Loan files are 3-4 times as thick as they were two years ago.  This is uncomfortable for our customers who have borrowed before and feel they are being unduly discriminated against with the new rules.  Our increased attention to income, credit, and collateral has provided superior loans for the marketplace.  Customers are reaping the benefits of low interest rates and our industry is furnishing the type of solid service that will bring long term stability to the economy.
 
 
3.You attended the Mortgage Bankers Association’s annual meeting recently in Atlanta.
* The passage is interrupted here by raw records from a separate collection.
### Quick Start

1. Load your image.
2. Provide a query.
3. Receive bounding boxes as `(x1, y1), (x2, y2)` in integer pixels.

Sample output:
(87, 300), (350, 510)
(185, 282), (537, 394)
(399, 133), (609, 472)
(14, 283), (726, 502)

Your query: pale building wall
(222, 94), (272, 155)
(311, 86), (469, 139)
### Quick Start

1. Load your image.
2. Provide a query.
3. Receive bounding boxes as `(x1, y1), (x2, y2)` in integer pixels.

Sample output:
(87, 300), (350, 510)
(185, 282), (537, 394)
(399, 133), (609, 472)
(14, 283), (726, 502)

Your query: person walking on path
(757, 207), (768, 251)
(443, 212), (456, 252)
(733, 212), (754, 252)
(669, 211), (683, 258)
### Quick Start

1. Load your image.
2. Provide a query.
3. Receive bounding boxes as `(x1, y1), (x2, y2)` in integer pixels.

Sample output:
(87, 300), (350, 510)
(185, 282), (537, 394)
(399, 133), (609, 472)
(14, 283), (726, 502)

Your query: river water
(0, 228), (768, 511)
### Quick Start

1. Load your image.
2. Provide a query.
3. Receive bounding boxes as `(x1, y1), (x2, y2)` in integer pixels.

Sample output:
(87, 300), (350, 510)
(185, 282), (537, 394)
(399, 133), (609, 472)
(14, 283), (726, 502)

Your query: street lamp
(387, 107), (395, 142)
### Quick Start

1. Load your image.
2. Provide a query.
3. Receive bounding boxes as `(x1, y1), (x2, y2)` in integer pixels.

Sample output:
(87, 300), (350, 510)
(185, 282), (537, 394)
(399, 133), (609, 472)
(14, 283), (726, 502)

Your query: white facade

What are some of the things you heard from industry and government speakers?
 
Government involvement in the mortgage industry will not decrease in the foreseeable future.  FNMA and Freddie Mac are competing for their lives.  With the political winds blowing out of Washington, many mortgage professionals believe there will be a new version of those agencies in the future.  Companies that can meet the increased capital and funding requirements will be audited and scrutinized as never before.  Others will be pushed out of the industry.
 
With the Federal Reserve’s involvement in monetary policy, the general feeling is that interest rates will remain low through most of 2011 with an increase in 2012 as the economy begins a true recovery.  The recent spike in interest rates reminds us that mortgage rates can increase ¼ of a percent in 2-3 days time.  Caution remains important as the risk for higher rates is stronger than for lower rates at this junction in the cycle.
 
Historically, the housing industry has led every recovery since WWII.  With 7.5-8 million houses in some form of default, housing will not be situated to lead until that inventory is reduced.  This creates a dilemma for the policy makers.  It is my opinion that the credit markets will remain tight and the economy will not have a robust recovery.  The commercial real estate markets have not seen foreclosures that are surely coming.  The tax credit stimulus last spring did not really help, but pushed those thinking of buying a home up by several months at a very high cost to the American taxpayer.  Interestingly, the automobile stimulus package did work.
 
4. Oklahoma has taken some hits in mortgage lending and home sales, but nothing like most of the rest of the country. What is setting the state apart?
 
There are two major factors which have contributed to the Oklahoma economy not being as adversely affected as much of the country.  First, many senior lenders were around during the debacle of the 1980’s when we had the Oil Bust.  We were overextended like California, Nevada, Florida and others were in this economy.  We had third and fourth generation banks fail.  Four of the five banks in Norman failed.  Many hard working Oklahomans lost their businesses, jobs, and hope.  They were forced to relocate or retrain and lowered their standard of living and financial dreams.  Those memories prevented lenders and established builders from repeating those mistakes.
 
In addition to the culture of lending in Oklahoma, we have been blessed with low unemployment rates.  The energy industry has certainly been a huge part of that prosperity by providing steady, well paying jobs.  Our diverse economy has also contributed to the stability of our state relative to others.  We have an inordinate number of government jobs in Oklahoma.  That factor is huge in that government is the only sector that has actually grown jobs nationally. 
 
Oklahomans that remain in the housing industry have prospered in this economy with strong borrowers, fewer competitors, and a sense that we are doing things in the correct manner for the right reasons.  It is an honor and rewarding to provide housing for our neighbors.